‘That’s one of yours’

Oct 8, 2010

This has become a bit of favourite story of mine regarding the US. And I hope anyone reading this realises that it is written with a twist of amusement but there is a slightly serious edge to the blog.

My first trip to the States was in 2003. I had been invited to speak at the First North America Green Roof Conference in Chicago. This of course was a honour and I was looking forward to talking about green roofs, biodiversity, black redstarts etc. However my mind was really on birds. North American birds, migrant wood warblers anything that flew in fact. I arrived four days before the event and spent the whole time out in the wider countryside of Illinois.

starling in yew tree

Starling in Yew tree

I am forever grateful to then President of the Illinois Ornithological Society who drove me about and showed me the bird delights of both Illinois and southern Wisconsin. Boy was it good.

However we were accompanied by his wife, who was also keen on birds, but was also very keen and active regarding native species. Each day as we were driving the back roads,  she pointed out wildflowers with a strict finger. With a slight disgruntled tone,  she would announce ‘That’s one of yours!’ And so is that’. There might be a few minutes pause before she would decree ‘There’s another one of yours!’

I wasn’t offended in the least but it did get me thinking.
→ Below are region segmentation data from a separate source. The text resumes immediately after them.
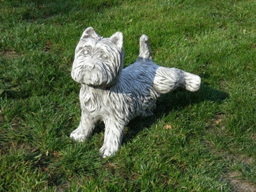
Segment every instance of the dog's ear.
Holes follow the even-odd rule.
[[[120,50],[123,48],[123,35],[121,32],[116,32],[109,38],[109,39],[116,45]]]
[[[100,36],[95,32],[95,30],[93,27],[89,27],[84,30],[80,40],[87,38],[98,39],[100,38]]]

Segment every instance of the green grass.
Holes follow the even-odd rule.
[[[250,0],[0,0],[0,191],[234,191],[234,172],[256,185],[255,12]],[[125,67],[145,34],[156,63],[202,78],[131,121],[106,159],[103,123],[69,138],[81,115],[70,69],[89,26],[123,33]]]

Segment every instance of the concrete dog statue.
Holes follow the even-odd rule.
[[[137,61],[123,69],[123,59],[120,32],[103,38],[88,27],[76,48],[71,76],[81,85],[81,116],[70,137],[76,140],[87,139],[97,122],[103,120],[105,134],[100,151],[104,157],[113,154],[120,147],[125,128],[131,119],[153,114],[157,99],[162,94],[177,87],[191,91],[200,87],[199,76],[157,65],[145,35],[140,40]]]

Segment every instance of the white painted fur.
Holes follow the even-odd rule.
[[[81,84],[82,114],[79,126],[70,137],[80,141],[89,138],[96,123],[103,120],[105,135],[100,151],[103,157],[114,154],[119,148],[125,128],[131,119],[153,114],[161,95],[179,87],[191,91],[200,87],[199,76],[154,63],[146,35],[141,37],[140,46],[137,61],[124,69],[120,32],[103,38],[89,27],[76,49],[71,76]]]

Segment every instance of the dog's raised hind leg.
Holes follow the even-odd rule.
[[[140,60],[151,60],[148,37],[143,35],[140,39],[140,54],[138,61]]]

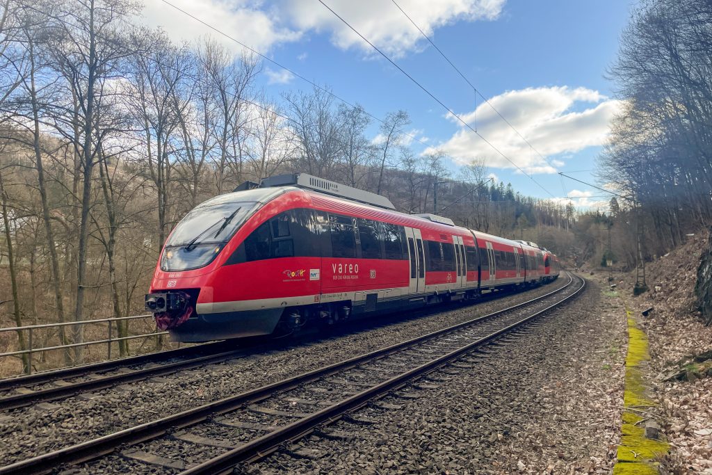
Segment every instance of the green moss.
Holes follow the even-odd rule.
[[[625,362],[625,391],[623,404],[630,409],[650,407],[655,402],[647,395],[647,385],[641,366],[650,360],[648,339],[645,332],[637,327],[635,319],[626,309],[628,319],[628,355]],[[664,441],[645,437],[645,429],[636,425],[643,419],[632,410],[623,413],[621,443],[614,474],[657,474],[657,464],[653,462],[669,449]]]

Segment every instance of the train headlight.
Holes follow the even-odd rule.
[[[164,272],[190,271],[207,266],[217,256],[224,244],[198,244],[189,250],[184,246],[166,249],[161,256],[161,270]]]

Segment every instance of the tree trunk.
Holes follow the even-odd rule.
[[[97,150],[99,164],[99,175],[101,177],[101,188],[104,193],[104,203],[106,206],[106,216],[109,221],[109,239],[106,244],[106,256],[109,261],[109,282],[111,283],[111,303],[115,318],[120,318],[121,307],[119,304],[119,287],[116,281],[116,262],[114,251],[116,249],[116,212],[114,205],[114,197],[109,182],[109,169],[106,160],[102,156],[102,150]],[[121,325],[122,320],[116,320],[116,330],[119,338],[128,336],[125,325]],[[119,356],[128,356],[128,341],[120,340],[119,343]]]
[[[37,181],[40,191],[40,200],[42,203],[42,219],[44,221],[45,233],[47,235],[47,248],[49,250],[50,261],[52,271],[52,285],[54,287],[55,305],[57,307],[57,321],[64,322],[64,300],[62,295],[62,284],[59,278],[59,259],[57,256],[57,248],[54,241],[54,233],[52,230],[52,221],[50,217],[49,204],[47,199],[47,185],[44,177],[44,167],[42,164],[42,150],[40,148],[40,119],[39,105],[37,100],[37,90],[35,85],[35,56],[32,41],[28,41],[28,53],[30,61],[30,99],[32,105],[33,121],[33,152],[34,152],[35,167],[37,168]],[[65,327],[59,327],[59,338],[61,344],[68,343],[64,330]],[[65,363],[71,363],[71,357],[68,350],[64,351]]]
[[[709,231],[707,246],[702,251],[697,268],[697,283],[695,285],[697,305],[702,311],[705,325],[712,324],[712,226]]]
[[[17,269],[15,268],[15,256],[13,251],[12,234],[10,232],[10,219],[8,216],[7,210],[7,195],[5,194],[5,188],[3,186],[1,172],[0,172],[0,209],[2,211],[3,226],[5,227],[5,239],[7,241],[7,258],[10,268],[10,283],[12,287],[13,316],[15,319],[15,325],[21,327],[22,317],[20,313],[20,296],[17,286]],[[17,340],[21,350],[24,351],[27,349],[27,343],[25,342],[24,335],[22,334],[21,330],[17,331]],[[32,362],[30,361],[29,355],[23,353],[21,357],[22,358],[23,372],[28,375],[30,374]]]

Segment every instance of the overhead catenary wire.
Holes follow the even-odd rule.
[[[165,3],[169,3],[169,2],[167,1]],[[37,9],[37,8],[31,6],[31,5],[28,5],[26,4],[22,4],[22,3],[20,3],[19,4],[21,6],[23,7],[23,8],[26,8],[28,9],[32,10],[33,11],[36,11],[37,13],[41,13],[41,14],[45,14],[45,12],[42,11],[41,10],[40,10],[40,9]],[[176,7],[176,8],[177,8],[177,7]],[[180,10],[180,9],[177,9]],[[181,10],[181,11],[182,11],[182,10]],[[189,15],[189,14],[189,14],[189,16],[190,16],[191,17],[192,17],[192,16]],[[58,17],[52,16],[51,18],[53,20],[56,20],[57,21],[60,21],[61,23],[64,23],[66,24],[70,24],[68,21],[67,21],[66,20],[63,20],[63,19],[60,19]],[[192,17],[192,18],[194,18],[194,17]],[[198,20],[198,21],[201,21],[201,23],[204,23],[204,22],[202,22],[200,20]],[[217,31],[217,30],[216,30],[216,31]],[[237,41],[237,40],[235,40],[235,41]],[[240,43],[240,44],[241,45],[242,43]],[[249,48],[249,47],[248,47],[248,46],[246,46],[246,47],[248,48]],[[251,49],[251,51],[253,51],[253,50],[251,50],[251,48],[249,48],[249,49]],[[189,73],[187,73],[184,70],[179,70],[177,67],[175,67],[175,66],[174,66],[172,65],[167,64],[167,63],[162,63],[160,61],[159,61],[155,56],[151,56],[150,55],[147,55],[147,54],[145,54],[145,53],[140,53],[140,52],[136,51],[132,51],[132,53],[133,55],[137,56],[140,56],[140,57],[142,57],[142,58],[145,58],[145,59],[146,59],[146,60],[147,60],[149,61],[152,61],[154,63],[155,63],[156,65],[157,65],[159,66],[162,66],[163,68],[166,68],[167,69],[172,70],[172,71],[173,71],[174,72],[179,73],[184,75],[186,78],[187,78],[189,79],[191,79],[191,80],[195,81],[196,83],[199,83],[204,84],[205,85],[211,85],[211,83],[209,81],[208,81],[208,80],[205,80],[205,79],[204,79],[202,78],[199,78],[199,77],[193,75],[192,75],[192,74],[190,74]],[[258,52],[256,51],[256,53],[259,54],[260,56],[262,56]],[[263,57],[264,57],[264,56],[263,56]],[[267,58],[267,59],[268,59],[268,58]],[[271,60],[270,60],[270,61],[271,61]],[[274,61],[273,61],[273,62],[274,62]],[[276,63],[276,64],[278,64],[278,63]],[[287,70],[287,71],[289,71],[290,72],[291,72],[291,70]],[[301,77],[301,76],[299,76],[299,77]],[[328,90],[324,89],[321,86],[319,86],[318,84],[311,82],[308,79],[305,79],[305,80],[306,80],[307,82],[310,83],[310,84],[313,84],[315,87],[319,88],[322,90],[324,90],[325,93],[327,93],[328,94],[330,94],[335,98],[337,99],[338,100],[340,100],[341,102],[342,102],[343,103],[346,104],[347,105],[349,105],[350,107],[352,107],[352,108],[355,108],[356,107],[355,105],[352,105],[348,101],[347,101],[347,100],[345,100],[344,99],[340,98],[338,95],[337,95],[335,94],[333,94],[333,93],[330,92]],[[266,107],[265,105],[263,105],[262,104],[260,104],[258,103],[256,103],[254,101],[250,100],[249,99],[248,99],[247,98],[246,98],[244,96],[239,96],[238,95],[236,95],[236,94],[235,94],[234,93],[231,93],[231,92],[229,92],[229,91],[226,91],[226,94],[227,94],[229,96],[234,98],[236,99],[239,99],[240,100],[242,100],[242,101],[244,101],[244,103],[246,103],[247,104],[249,104],[249,105],[253,105],[253,106],[254,106],[256,108],[258,108],[258,109],[261,109],[261,110],[265,110],[266,112],[269,112],[271,113],[273,113],[275,115],[276,115],[277,117],[279,117],[281,119],[283,119],[283,120],[286,120],[287,122],[291,122],[291,123],[294,124],[295,125],[297,125],[297,126],[300,126],[301,125],[301,124],[300,124],[299,122],[298,122],[297,120],[293,119],[292,118],[288,117],[288,115],[285,115],[284,114],[280,113],[277,112],[276,110],[275,110],[273,108],[268,108],[268,107]],[[369,116],[370,116],[372,118],[373,118],[373,119],[375,119],[375,120],[380,122],[381,123],[384,123],[383,120],[382,120],[379,118],[377,118],[377,117],[376,117],[376,116],[375,116],[375,115],[369,113],[368,111],[366,111],[365,110],[364,110],[364,112],[366,114],[367,114]],[[189,124],[193,125],[197,125],[197,122],[191,122],[191,121],[188,121],[187,123],[189,123]],[[411,137],[414,140],[415,140],[417,142],[419,142],[421,144],[422,144],[422,145],[425,145],[426,147],[430,147],[430,145],[426,144],[424,142],[422,142],[422,141],[419,140],[417,137],[414,137],[414,136],[413,136],[413,135],[412,135],[410,134],[408,134],[407,132],[404,132],[400,131],[400,133],[403,134],[404,135],[405,135],[407,137]],[[63,136],[63,135],[60,135],[59,136]],[[340,143],[342,145],[345,145],[342,141],[341,141],[341,140],[340,140],[338,139],[335,139],[335,141],[337,142]]]
[[[524,142],[526,143],[527,145],[528,145],[529,147],[533,152],[535,152],[536,154],[542,160],[543,160],[545,162],[546,162],[547,163],[548,163],[549,165],[550,165],[553,168],[555,169],[556,167],[554,167],[554,165],[552,165],[552,163],[544,155],[543,155],[542,154],[539,153],[539,152],[535,148],[534,148],[534,146],[532,145],[531,143],[530,143],[530,142],[521,133],[520,133],[520,132],[513,125],[512,125],[511,122],[510,122],[508,120],[507,120],[507,119],[498,110],[497,110],[497,109],[493,105],[492,105],[492,104],[489,102],[489,100],[487,99],[487,98],[485,97],[485,95],[482,94],[482,92],[480,90],[478,90],[471,82],[470,82],[470,80],[468,80],[465,76],[465,75],[462,73],[462,71],[461,71],[460,69],[457,66],[455,66],[455,64],[450,60],[450,58],[448,58],[447,55],[446,55],[443,52],[442,50],[441,50],[439,48],[438,48],[437,45],[435,44],[435,43],[432,41],[432,39],[430,38],[429,36],[428,36],[426,34],[425,34],[425,32],[423,31],[422,28],[421,28],[420,26],[419,26],[418,24],[417,23],[415,23],[415,21],[413,20],[413,19],[412,19],[410,17],[410,16],[407,13],[406,13],[405,10],[404,10],[401,7],[401,6],[399,5],[397,2],[396,2],[395,0],[391,0],[391,1],[393,3],[394,5],[395,5],[398,8],[399,10],[400,10],[401,13],[402,13],[403,15],[405,16],[405,17],[407,19],[408,19],[408,21],[410,21],[410,23],[418,30],[418,31],[420,32],[420,34],[422,35],[423,38],[424,38],[426,40],[428,41],[428,43],[429,43],[431,44],[431,46],[432,46],[432,47],[436,49],[436,51],[437,51],[437,52],[440,53],[440,56],[442,56],[443,58],[446,61],[447,61],[448,64],[449,64],[451,66],[452,66],[453,69],[454,69],[455,71],[457,72],[457,73],[459,75],[460,75],[460,76],[464,80],[465,80],[465,82],[466,82],[469,85],[470,88],[471,88],[472,90],[474,91],[474,93],[475,93],[475,100],[476,100],[475,103],[476,103],[476,100],[477,100],[477,97],[476,96],[479,95],[481,98],[482,98],[482,100],[484,101],[484,103],[486,104],[487,104],[488,105],[489,105],[490,108],[491,108],[492,110],[493,110],[497,114],[497,115],[498,115],[500,117],[500,118],[501,118],[502,120],[503,120],[505,122],[505,123],[506,123],[507,125],[508,125],[510,127],[510,128],[511,128],[512,130],[513,130],[515,134],[517,134],[517,135],[518,135],[519,137],[521,138],[522,140],[523,140]],[[476,117],[475,120],[476,120]],[[477,128],[476,125],[475,128],[476,129]]]
[[[216,27],[211,25],[210,24],[207,23],[206,21],[204,21],[200,19],[199,18],[198,18],[197,16],[195,16],[194,15],[193,15],[190,12],[186,11],[185,10],[184,10],[182,8],[180,8],[179,6],[177,6],[174,5],[174,4],[171,3],[168,0],[161,0],[161,1],[162,1],[163,3],[164,3],[165,4],[175,9],[178,11],[179,11],[182,14],[183,14],[184,15],[186,15],[187,16],[189,16],[189,17],[193,19],[194,20],[195,20],[198,23],[201,24],[201,25],[204,25],[204,26],[206,26],[207,28],[209,28],[211,30],[215,31],[216,33],[218,33],[222,35],[223,36],[224,36],[225,38],[228,38],[228,39],[229,39],[229,40],[231,40],[232,41],[234,41],[237,44],[239,44],[241,46],[242,46],[243,48],[246,48],[246,49],[251,51],[252,53],[253,53],[254,54],[257,55],[260,58],[262,58],[265,61],[268,61],[269,63],[273,64],[275,66],[277,66],[278,68],[283,69],[284,71],[287,71],[290,74],[292,74],[294,76],[298,78],[299,79],[305,81],[305,83],[308,83],[308,84],[310,84],[312,86],[313,86],[313,87],[319,89],[322,92],[325,93],[326,94],[328,94],[329,95],[330,95],[331,97],[334,98],[335,99],[339,100],[340,102],[341,102],[341,103],[342,103],[348,105],[349,107],[350,107],[352,108],[356,108],[356,105],[355,104],[354,104],[354,103],[352,103],[347,100],[346,99],[344,99],[343,98],[342,98],[339,95],[337,95],[337,94],[332,92],[331,90],[329,90],[329,89],[328,89],[327,88],[325,88],[324,86],[320,85],[318,83],[314,82],[313,80],[309,79],[308,78],[306,78],[305,76],[300,74],[299,73],[297,73],[293,69],[291,69],[290,68],[288,68],[288,66],[284,66],[281,63],[279,63],[278,61],[276,61],[272,59],[269,56],[265,55],[263,53],[261,53],[258,50],[256,50],[255,48],[252,48],[251,46],[250,46],[246,44],[245,43],[241,41],[240,40],[237,39],[234,36],[229,35],[228,33],[225,33],[222,30],[220,30],[219,28],[216,28]],[[369,117],[370,117],[374,120],[378,122],[380,124],[385,124],[386,123],[385,121],[383,120],[382,119],[381,119],[380,118],[378,118],[378,117],[374,115],[373,114],[370,113],[370,112],[368,112],[367,110],[366,110],[365,109],[364,109],[362,107],[361,108],[364,111],[364,113],[366,113],[367,115],[368,115]],[[425,142],[421,140],[420,139],[419,139],[415,135],[409,134],[409,133],[408,133],[407,132],[404,132],[402,130],[399,130],[399,132],[401,134],[402,134],[403,135],[405,135],[406,137],[410,137],[411,139],[412,139],[415,142],[417,142],[418,143],[421,144],[422,145],[423,145],[424,147],[426,147],[428,148],[431,148],[431,145],[429,145],[429,144],[426,144]]]
[[[612,192],[609,189],[606,189],[605,188],[601,188],[600,187],[597,187],[596,185],[591,184],[590,183],[588,183],[587,182],[584,182],[583,180],[578,179],[577,178],[574,178],[573,177],[570,177],[567,174],[564,174],[561,172],[559,172],[559,174],[561,175],[562,177],[566,177],[569,179],[572,179],[575,182],[578,182],[579,183],[582,183],[582,184],[585,184],[585,185],[587,185],[588,187],[591,187],[592,188],[595,188],[596,189],[600,189],[602,192],[605,192],[606,193],[610,193],[611,194],[614,194],[614,195],[615,195],[617,197],[619,197],[620,198],[622,198],[623,199],[625,199],[627,201],[631,201],[630,197],[623,196],[622,194],[619,194],[618,193],[616,193],[614,192]]]
[[[163,1],[165,1],[165,0],[163,0]],[[342,23],[343,23],[345,25],[346,25],[347,27],[349,27],[349,28],[350,28],[351,31],[352,31],[354,33],[355,33],[357,35],[358,35],[361,38],[361,39],[362,39],[366,43],[367,43],[369,44],[369,46],[371,46],[371,48],[372,48],[379,54],[380,54],[382,56],[383,56],[389,63],[390,63],[392,65],[393,65],[398,71],[399,71],[401,73],[402,73],[403,75],[405,75],[407,78],[408,78],[414,84],[415,84],[416,85],[417,85],[426,94],[427,94],[428,95],[429,95],[431,97],[431,98],[433,99],[433,100],[434,100],[438,104],[439,104],[449,114],[451,114],[453,117],[454,117],[456,119],[457,119],[458,121],[459,121],[460,122],[461,122],[465,127],[466,127],[468,129],[469,129],[470,130],[471,130],[475,135],[476,135],[478,137],[479,137],[481,139],[482,139],[482,140],[485,143],[486,143],[488,145],[489,145],[490,147],[492,148],[492,150],[493,150],[499,155],[501,155],[503,158],[504,158],[506,160],[507,160],[511,164],[512,164],[517,169],[518,169],[520,172],[521,172],[523,174],[524,174],[525,176],[527,176],[530,180],[532,180],[534,183],[535,183],[537,184],[537,186],[538,186],[540,188],[541,188],[547,194],[550,195],[553,198],[555,198],[556,197],[555,197],[553,195],[553,194],[551,193],[551,192],[550,192],[548,189],[547,189],[545,187],[544,187],[543,185],[542,185],[540,183],[539,183],[539,182],[536,181],[533,178],[533,177],[532,177],[531,175],[528,174],[523,169],[522,169],[522,168],[519,165],[518,165],[516,163],[515,163],[511,159],[510,159],[506,155],[505,155],[505,153],[503,152],[502,152],[499,148],[498,148],[497,147],[496,147],[494,145],[494,144],[493,144],[491,142],[490,142],[489,140],[488,140],[485,137],[483,137],[481,134],[480,134],[478,132],[477,132],[477,130],[476,130],[474,128],[473,128],[471,125],[470,125],[468,123],[467,123],[467,122],[466,122],[462,118],[461,118],[459,115],[458,115],[457,114],[456,114],[452,110],[452,109],[451,109],[444,103],[443,103],[440,99],[439,99],[437,97],[436,97],[435,95],[433,94],[431,92],[430,92],[430,90],[429,90],[425,86],[424,86],[422,84],[421,84],[419,82],[418,82],[417,80],[416,80],[413,76],[412,76],[410,74],[409,74],[404,69],[403,69],[400,66],[399,66],[398,63],[397,63],[394,61],[393,61],[392,59],[391,59],[391,58],[388,55],[387,55],[385,53],[384,53],[383,51],[382,51],[375,44],[373,44],[372,43],[371,43],[365,36],[364,36],[362,34],[361,34],[361,33],[358,30],[357,30],[355,28],[354,28],[353,26],[352,26],[351,24],[348,21],[347,21],[345,19],[344,19],[343,17],[342,17],[340,15],[339,15],[337,13],[336,13],[336,11],[335,11],[330,6],[329,6],[325,3],[324,3],[323,0],[318,0],[318,1],[322,5],[323,5],[324,7],[326,8],[329,11],[330,11],[335,16],[336,16],[337,19],[339,19],[339,20],[340,20],[342,21]]]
Why was I being held responsible for all the dandelions, daisies, chicory and whatever that had spread across the continent and threatened the native flora?

I think it was on the third day and we deep down in rural Illinois near to the Indiana border. We there to investigate a slough and the wife was keen to show me a small plot where they were trying to rehabilitate native prairie floral. It was quite sad really. A small plot of about twenty metres in a landscape that had once been agricultural land. The plan, I think, was to return a huge swathe of land back to native prairie. In the rank grassland surrounding the plot were a lot of ‘my’ plants. And gentle reprimanding and finger pointing began again.

It was then that I gently pointed out: ‘ I have only been in the country for four days. I don’t think I am responsible for all these plants from across the pond. Surely you and your ancestors are responsible? Not me.’ A look of confusion crossed the lady’s face. And she wandered off to consider my retort. Her husband smiled and said ‘Good response’. The finger pointing of course ceased.

And boy did I see some great birds and am forever grateful to them both for their hospitality, generosity and time. Something I have experience throughout North America in the US and Canada.

One final story on this subject. A year later I was in California on the Mines Road to the East of the Bay area. I was watching some Starlings – ‘one of mine’. There was US birder present. And low and behold he said to me:

‘That’s one of yours!’

There was no reprimanding tone, just a matter of fact statement.

With a conspiratorial look around he confided in me –

‘ I shouldn’t really say this, but I quite like Starlings.’

He paused.

Then continued.

‘They remind me of us americans – come to a continent and take it over.’